# horny? ...or just plain masculinity?



## eauma1 (Jan 4, 2009)

heya
i am beginning to discover that sadie is a 'one person' kinda bird...
luckily, that one person is me..
are all cockatiels like this? is it 'normal'?
he bangs his beak on my shoulder and on my bed and he whistles on my shoulder while his beak is on my cheek. Im the only he allows to scratch him and he sort of 'stalks' around his playpen with heartwings sometimes, like he's creeping around close to the ground moving very slowly...
he bites my dad when he tries to pick him up and he'll only go onto my mums shoulder if i put him there, and then he'll nip and climb on her head and try to pull her glasses off her face...

do i have a horny bird? or just a typical male?
any ideas or thoughts are welcomed with open arms cause i have absolutely no idea..!


----------



## allen (Aug 25, 2007)

the bopping is a normal male trait i would be asking you though how old is your tiel if under 14 months i would say he is just being a teenage bird right now


----------



## Danielle (Aug 15, 2008)

That's pretty much just a boy being a boy. Unless he's courting you with hops, heartwings and song, preening and trying to feed you, he's not interested in you as a mate. You're just his person.

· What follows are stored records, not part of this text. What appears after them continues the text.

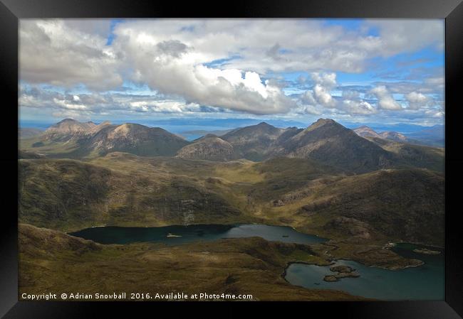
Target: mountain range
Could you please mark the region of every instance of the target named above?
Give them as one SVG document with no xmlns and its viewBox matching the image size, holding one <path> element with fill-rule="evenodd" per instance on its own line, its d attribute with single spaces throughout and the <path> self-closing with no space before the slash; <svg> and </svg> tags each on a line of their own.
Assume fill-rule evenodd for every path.
<svg viewBox="0 0 463 319">
<path fill-rule="evenodd" d="M 21 148 L 24 154 L 49 158 L 90 158 L 113 151 L 214 161 L 284 156 L 310 158 L 355 173 L 407 167 L 443 170 L 442 149 L 403 139 L 398 134 L 378 134 L 366 126 L 353 131 L 332 119 L 320 119 L 306 129 L 280 129 L 262 122 L 190 142 L 157 127 L 107 121 L 97 125 L 66 119 L 39 136 L 21 139 Z"/>
</svg>

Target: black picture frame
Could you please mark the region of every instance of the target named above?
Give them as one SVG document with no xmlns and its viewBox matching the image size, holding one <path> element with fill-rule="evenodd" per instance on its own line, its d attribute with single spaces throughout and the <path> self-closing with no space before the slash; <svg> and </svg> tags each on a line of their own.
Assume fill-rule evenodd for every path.
<svg viewBox="0 0 463 319">
<path fill-rule="evenodd" d="M 17 139 L 18 21 L 25 18 L 445 18 L 445 301 L 410 302 L 293 303 L 306 314 L 335 314 L 342 318 L 457 318 L 463 315 L 463 249 L 459 184 L 463 178 L 462 137 L 459 122 L 462 104 L 458 80 L 463 77 L 463 4 L 462 0 L 252 0 L 218 2 L 142 0 L 0 0 L 0 81 L 4 118 L 0 125 L 4 195 L 0 227 L 0 315 L 4 318 L 93 318 L 115 314 L 133 315 L 161 306 L 170 316 L 179 310 L 209 307 L 211 303 L 83 303 L 18 301 Z M 16 119 L 15 122 L 14 119 Z M 16 154 L 16 155 L 15 155 Z M 224 305 L 227 314 L 239 313 L 244 303 L 272 311 L 282 303 L 238 303 Z M 199 305 L 200 304 L 200 305 Z M 237 306 L 235 306 L 237 305 Z M 214 303 L 214 306 L 217 306 Z M 203 309 L 204 310 L 204 309 Z M 291 308 L 291 311 L 294 308 Z M 135 313 L 136 311 L 136 313 Z"/>
</svg>

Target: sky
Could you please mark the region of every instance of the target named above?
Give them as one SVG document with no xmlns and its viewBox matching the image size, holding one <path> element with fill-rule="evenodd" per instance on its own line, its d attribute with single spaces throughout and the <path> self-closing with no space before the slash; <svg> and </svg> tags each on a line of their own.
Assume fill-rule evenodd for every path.
<svg viewBox="0 0 463 319">
<path fill-rule="evenodd" d="M 444 20 L 21 19 L 21 121 L 444 122 Z"/>
</svg>

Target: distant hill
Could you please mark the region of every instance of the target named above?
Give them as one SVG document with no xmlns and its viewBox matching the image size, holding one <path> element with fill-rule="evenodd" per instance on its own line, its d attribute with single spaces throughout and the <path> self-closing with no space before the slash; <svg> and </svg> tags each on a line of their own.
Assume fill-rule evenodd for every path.
<svg viewBox="0 0 463 319">
<path fill-rule="evenodd" d="M 27 142 L 29 142 L 28 144 Z M 188 142 L 165 129 L 126 123 L 80 122 L 66 119 L 37 138 L 24 140 L 27 151 L 48 152 L 51 157 L 80 158 L 123 151 L 144 156 L 174 156 Z"/>
<path fill-rule="evenodd" d="M 437 147 L 445 146 L 445 128 L 442 125 L 435 125 L 429 129 L 410 133 L 407 134 L 407 136 L 420 141 L 425 145 Z"/>
<path fill-rule="evenodd" d="M 442 170 L 442 150 L 411 146 L 403 139 L 398 133 L 378 134 L 368 126 L 353 131 L 329 119 L 320 119 L 306 129 L 280 129 L 261 122 L 191 142 L 158 127 L 108 121 L 97 125 L 66 119 L 43 134 L 22 139 L 20 147 L 47 158 L 95 158 L 115 151 L 216 161 L 262 161 L 286 156 L 311 159 L 355 173 L 392 168 Z"/>
<path fill-rule="evenodd" d="M 332 119 L 318 119 L 281 147 L 285 155 L 314 159 L 355 173 L 390 168 L 395 160 L 389 152 Z"/>
<path fill-rule="evenodd" d="M 368 126 L 360 126 L 358 127 L 357 129 L 354 129 L 353 131 L 362 137 L 381 138 L 381 136 L 380 134 L 376 133 L 374 130 L 373 130 Z"/>
<path fill-rule="evenodd" d="M 365 138 L 384 139 L 402 143 L 437 147 L 444 147 L 444 128 L 440 125 L 407 134 L 392 131 L 377 133 L 373 129 L 365 126 L 354 129 L 353 131 Z"/>
<path fill-rule="evenodd" d="M 241 157 L 262 161 L 270 156 L 279 136 L 285 131 L 265 122 L 234 129 L 222 136 Z"/>
<path fill-rule="evenodd" d="M 182 147 L 177 153 L 177 157 L 221 161 L 239 158 L 232 144 L 213 134 L 207 134 Z"/>
<path fill-rule="evenodd" d="M 155 156 L 175 155 L 188 142 L 159 127 L 126 123 L 106 125 L 81 144 L 88 151 L 96 151 L 99 155 L 122 151 Z"/>
<path fill-rule="evenodd" d="M 85 135 L 97 125 L 92 122 L 80 122 L 72 119 L 65 119 L 48 127 L 44 132 L 48 140 L 66 141 L 71 138 Z"/>
<path fill-rule="evenodd" d="M 43 133 L 43 130 L 32 127 L 18 128 L 18 136 L 20 139 L 28 139 Z"/>
</svg>

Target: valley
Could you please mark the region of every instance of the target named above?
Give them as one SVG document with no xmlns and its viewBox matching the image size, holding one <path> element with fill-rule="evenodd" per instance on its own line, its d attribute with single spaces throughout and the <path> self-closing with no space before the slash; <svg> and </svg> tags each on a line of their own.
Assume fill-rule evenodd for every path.
<svg viewBox="0 0 463 319">
<path fill-rule="evenodd" d="M 38 257 L 23 247 L 20 290 L 58 287 L 64 274 L 46 282 L 34 266 L 53 273 L 60 263 L 75 263 L 80 254 L 82 269 L 70 266 L 76 276 L 100 264 L 106 265 L 106 276 L 123 276 L 141 263 L 151 270 L 140 269 L 140 281 L 167 264 L 180 268 L 175 266 L 166 278 L 187 276 L 182 256 L 188 256 L 188 265 L 197 268 L 192 271 L 199 271 L 198 276 L 207 276 L 199 270 L 204 262 L 220 265 L 224 276 L 240 279 L 233 289 L 252 291 L 262 300 L 353 300 L 357 297 L 339 291 L 289 285 L 281 274 L 295 261 L 328 264 L 350 259 L 387 269 L 416 266 L 420 260 L 405 258 L 385 245 L 444 243 L 444 150 L 361 137 L 331 119 L 320 119 L 306 129 L 261 123 L 191 142 L 138 124 L 64 120 L 43 134 L 21 139 L 20 151 L 21 236 L 27 242 L 36 238 L 36 248 L 41 252 Z M 66 234 L 95 226 L 210 224 L 286 226 L 328 241 L 299 247 L 261 238 L 218 239 L 169 247 L 160 242 L 95 244 Z M 51 245 L 52 250 L 41 245 Z M 300 252 L 291 255 L 285 245 L 297 252 L 308 249 L 310 256 Z M 217 252 L 221 257 L 204 261 L 198 249 Z M 147 257 L 142 253 L 145 250 L 157 257 Z M 238 263 L 234 266 L 227 256 L 232 252 L 238 254 L 229 257 Z M 272 256 L 262 259 L 262 254 Z M 245 271 L 256 256 L 268 264 Z M 134 259 L 123 261 L 128 258 Z M 109 259 L 119 261 L 110 266 Z M 155 259 L 157 264 L 150 264 Z M 220 278 L 209 278 L 210 287 L 203 288 L 231 289 L 224 283 L 227 277 Z M 131 281 L 105 287 L 135 285 Z M 173 289 L 178 284 L 175 281 L 158 282 L 160 286 L 151 289 Z M 269 295 L 271 291 L 276 292 Z"/>
</svg>

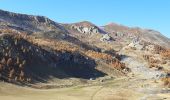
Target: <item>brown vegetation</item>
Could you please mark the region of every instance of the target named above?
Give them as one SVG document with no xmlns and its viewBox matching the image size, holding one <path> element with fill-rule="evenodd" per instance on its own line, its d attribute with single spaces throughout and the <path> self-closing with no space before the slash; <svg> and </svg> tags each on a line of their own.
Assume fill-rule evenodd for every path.
<svg viewBox="0 0 170 100">
<path fill-rule="evenodd" d="M 170 78 L 163 78 L 162 79 L 164 86 L 170 88 Z"/>
</svg>

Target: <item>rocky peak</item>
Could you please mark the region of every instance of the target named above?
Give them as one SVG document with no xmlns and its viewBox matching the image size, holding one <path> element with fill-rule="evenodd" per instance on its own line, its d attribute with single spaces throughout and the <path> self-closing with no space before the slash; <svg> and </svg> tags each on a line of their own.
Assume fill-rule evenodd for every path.
<svg viewBox="0 0 170 100">
<path fill-rule="evenodd" d="M 78 32 L 84 34 L 102 33 L 101 29 L 88 21 L 74 23 L 71 25 L 71 29 L 77 30 Z"/>
</svg>

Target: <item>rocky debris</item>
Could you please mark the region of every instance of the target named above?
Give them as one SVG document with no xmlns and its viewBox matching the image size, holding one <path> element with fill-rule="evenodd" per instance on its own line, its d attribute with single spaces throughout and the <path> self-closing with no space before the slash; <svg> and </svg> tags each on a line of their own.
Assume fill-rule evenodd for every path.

Like Allen said, depending on his age he might be going through some hormonal changes, which would explain some unusual aggression and the amped up male behaviours.


----------



## Renae (Feb 9, 2008)

Cockatiels who have not had the opportunity to socialize and interact with different people may become possessive and protective of their human mate. They may bite you when someone else enters the room, thinking that biting will make you escape a threatening situation by "taking flight". Encourage all family members to talk to and spend time with your bird. Give family members a treat to drop into your bird's food dish each day. Have family members take turns changing cage papers. Hug family members in front of your bird so he can see that they are not a threat to you or to him.

- http://www.cockatielcottage.net/bite.html


----------



## eauma1 (Jan 4, 2009)

thanks guys
sadie is about 7 months old so maybe it is just teenage behaviour
ill try and get mum and dad to be the one's that give him treats for a while...thanks for that idea solace, hopefully that will work
im glad that im his 'person' but at the same time, biting other people wasnt part of the plan...
shall keep you updated as to how it goes..


----------